Stocks snatch victory from a jaws of defeat (at least for the S&P and Dow)

  • S&P averts closing in bear market territory. The Nasdaq has a moral victory as it erased most of a -3.10% intraday decline.

The major US stock indices snatched victory from the jaws of defeat – at least for the Dow industrial average and S&P index. The NASDAQ index still closed negative on the day as did the Russell 2000. However, both indices had moral victories after erasing most of the intraday declines (the Nasdaq was down -3.10% at session lows).

At session lows:

  • The Dow industrial average was down -617.37 points or -1.98%
  • S&P index was down -90.29 points or -2.31%
  • NASDAQ index was down -352.81 points or -3.10%

At the end of the day:

  • Dow industrial average rose 7.45 points or 0.02% at 31260.57
  • S&P index rose 0.60% or 0.02% at 3901.38
  • NASDAQ index fell -33.87 points or -0.30% at 11354.63
  • Russell 2000 fell -2.95 points or -0.17% at 1773.26

Fed’s Bullard speaking on FOXBusiness was anticipated by markets. Stocks were trading near low levels as he started to speak, with expectations he would be ultra hawkish.

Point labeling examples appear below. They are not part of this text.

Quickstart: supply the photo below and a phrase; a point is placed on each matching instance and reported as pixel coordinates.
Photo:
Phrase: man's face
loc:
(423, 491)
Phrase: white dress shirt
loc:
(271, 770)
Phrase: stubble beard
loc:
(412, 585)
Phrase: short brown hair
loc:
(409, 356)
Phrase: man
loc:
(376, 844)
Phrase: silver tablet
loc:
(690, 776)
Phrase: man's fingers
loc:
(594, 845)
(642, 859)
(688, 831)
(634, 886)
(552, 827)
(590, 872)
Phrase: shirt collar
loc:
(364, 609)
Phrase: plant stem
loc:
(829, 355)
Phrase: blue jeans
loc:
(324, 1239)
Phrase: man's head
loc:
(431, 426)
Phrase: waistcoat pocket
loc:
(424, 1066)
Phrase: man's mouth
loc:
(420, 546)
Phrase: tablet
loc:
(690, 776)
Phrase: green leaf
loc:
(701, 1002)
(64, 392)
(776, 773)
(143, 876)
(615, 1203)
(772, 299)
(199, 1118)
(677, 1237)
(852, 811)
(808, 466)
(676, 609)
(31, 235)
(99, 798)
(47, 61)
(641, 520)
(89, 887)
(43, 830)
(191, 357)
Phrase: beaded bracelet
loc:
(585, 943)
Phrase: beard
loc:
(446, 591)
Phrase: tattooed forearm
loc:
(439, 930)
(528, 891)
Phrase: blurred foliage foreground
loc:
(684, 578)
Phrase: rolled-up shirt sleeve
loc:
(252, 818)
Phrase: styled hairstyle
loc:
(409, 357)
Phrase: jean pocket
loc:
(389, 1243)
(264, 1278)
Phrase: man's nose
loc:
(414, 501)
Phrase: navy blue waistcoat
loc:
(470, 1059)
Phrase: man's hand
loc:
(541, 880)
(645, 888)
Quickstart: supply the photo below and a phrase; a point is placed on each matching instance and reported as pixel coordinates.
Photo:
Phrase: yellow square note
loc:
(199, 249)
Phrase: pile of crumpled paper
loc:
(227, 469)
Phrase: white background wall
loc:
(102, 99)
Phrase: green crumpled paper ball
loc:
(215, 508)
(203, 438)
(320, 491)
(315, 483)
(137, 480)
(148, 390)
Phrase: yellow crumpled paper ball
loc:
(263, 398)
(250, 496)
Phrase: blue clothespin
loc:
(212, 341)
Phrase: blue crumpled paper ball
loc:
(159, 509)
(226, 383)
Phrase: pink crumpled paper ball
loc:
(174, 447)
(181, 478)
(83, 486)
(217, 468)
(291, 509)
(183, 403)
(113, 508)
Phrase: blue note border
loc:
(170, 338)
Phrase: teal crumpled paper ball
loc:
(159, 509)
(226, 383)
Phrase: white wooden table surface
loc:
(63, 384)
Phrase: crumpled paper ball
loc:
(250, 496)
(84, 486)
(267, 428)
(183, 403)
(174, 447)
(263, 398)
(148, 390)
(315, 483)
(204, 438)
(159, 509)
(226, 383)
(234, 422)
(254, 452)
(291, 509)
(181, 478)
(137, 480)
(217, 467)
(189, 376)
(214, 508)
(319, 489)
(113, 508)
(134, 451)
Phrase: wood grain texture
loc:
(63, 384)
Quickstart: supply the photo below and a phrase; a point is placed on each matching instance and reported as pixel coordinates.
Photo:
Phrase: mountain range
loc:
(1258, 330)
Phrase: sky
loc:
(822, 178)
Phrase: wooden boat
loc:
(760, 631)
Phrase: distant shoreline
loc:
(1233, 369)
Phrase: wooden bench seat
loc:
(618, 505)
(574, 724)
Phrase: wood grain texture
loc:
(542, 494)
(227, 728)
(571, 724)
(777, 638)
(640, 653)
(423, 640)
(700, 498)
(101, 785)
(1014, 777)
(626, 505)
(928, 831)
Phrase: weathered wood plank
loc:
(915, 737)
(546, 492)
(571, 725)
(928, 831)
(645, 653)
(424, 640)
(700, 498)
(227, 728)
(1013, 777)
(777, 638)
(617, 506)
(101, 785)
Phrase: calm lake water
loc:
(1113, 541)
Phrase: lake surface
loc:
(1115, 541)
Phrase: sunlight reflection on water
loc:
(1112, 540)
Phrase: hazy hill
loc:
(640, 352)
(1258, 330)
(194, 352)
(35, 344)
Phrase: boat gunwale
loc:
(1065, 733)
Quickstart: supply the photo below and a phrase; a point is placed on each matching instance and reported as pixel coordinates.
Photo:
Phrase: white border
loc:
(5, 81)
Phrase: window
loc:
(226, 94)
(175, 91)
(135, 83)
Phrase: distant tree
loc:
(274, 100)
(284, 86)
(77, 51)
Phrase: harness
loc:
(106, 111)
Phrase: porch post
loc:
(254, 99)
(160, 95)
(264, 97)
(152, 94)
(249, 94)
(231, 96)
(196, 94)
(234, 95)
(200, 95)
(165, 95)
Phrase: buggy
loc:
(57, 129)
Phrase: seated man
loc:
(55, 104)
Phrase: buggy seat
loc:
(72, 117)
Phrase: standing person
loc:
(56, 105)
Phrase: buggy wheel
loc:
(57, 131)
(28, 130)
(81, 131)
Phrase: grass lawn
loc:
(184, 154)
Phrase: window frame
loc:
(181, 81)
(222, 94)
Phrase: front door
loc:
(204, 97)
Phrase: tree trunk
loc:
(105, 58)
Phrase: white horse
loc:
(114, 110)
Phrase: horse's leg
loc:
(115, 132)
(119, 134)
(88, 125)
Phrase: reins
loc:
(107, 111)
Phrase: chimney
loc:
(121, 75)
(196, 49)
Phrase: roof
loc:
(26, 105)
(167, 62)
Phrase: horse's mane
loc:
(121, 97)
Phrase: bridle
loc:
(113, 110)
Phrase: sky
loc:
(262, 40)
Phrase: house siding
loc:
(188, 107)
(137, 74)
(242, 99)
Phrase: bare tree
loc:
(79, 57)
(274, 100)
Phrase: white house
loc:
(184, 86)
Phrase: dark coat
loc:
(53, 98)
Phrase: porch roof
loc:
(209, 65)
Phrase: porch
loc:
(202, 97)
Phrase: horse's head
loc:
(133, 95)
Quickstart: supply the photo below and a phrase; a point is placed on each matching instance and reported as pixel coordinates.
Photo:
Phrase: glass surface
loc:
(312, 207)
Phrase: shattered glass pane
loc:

Instead he maintained that he prefers 50 basis point hikes (and not 75 or 100 bps). He sees above trend growth going forward. He sees employment moving lower to perhaps less 3%, and does not see a recession in 2022 or 2023.

He DOES expect rates to rise to 3.5% by the end of the year which implies 50 basis point hikes at each meeting until then. However, that is the cost of doing business to have his economic viewpoint.

Stocks started to bounce soon after he was done speaking.

The bad news is:

  • The Dow closed lower for the 8th consecutive week which has not been done since 1923
  • The S&P and NASDAQ index closed lower for the 7th consecutive week.

For the week:

  • Dow industrial average fell -2.9%
  • S&P fell -3.02%
  • NASDAQ index fell -3.28%

The last 3 month has seen:

  • Dow industrial average -10.15%
  • S&P index -11.18%
  • NASDAQ index -13.81%

Today the S&P index broke into their market territory but the index falling -20.9% from its all-time high to the low reached today. However, it is closing down around -19% from that high averting a close in bear market territory.

The NASDAQ index reached a new year and cycle low and traded down -31.93% from its all-time high reached in November before rebounding.

The Dow industrial average also reached a new cycle low and fell -17.09% from its January all-time high before rebounding.

QQQ index moves to its 50% retracement of the move up from the pandemic low

  • QQQ ETF is a proxy for the big cap tech stocks

The QQQ ETF is a big cap high tech ETF. The top 10 holdings which account for about 50% of the index is made up of the following big cap tech stocks. Apple and Microsoft account for 23.5%. The only non tech name in the list is PepsiCo (2.03%). Needless to say, it is heavily weighted toward the names that many investors and funds hold. Many people include it in their retirement accounts as well as they represent the best of the best in technology.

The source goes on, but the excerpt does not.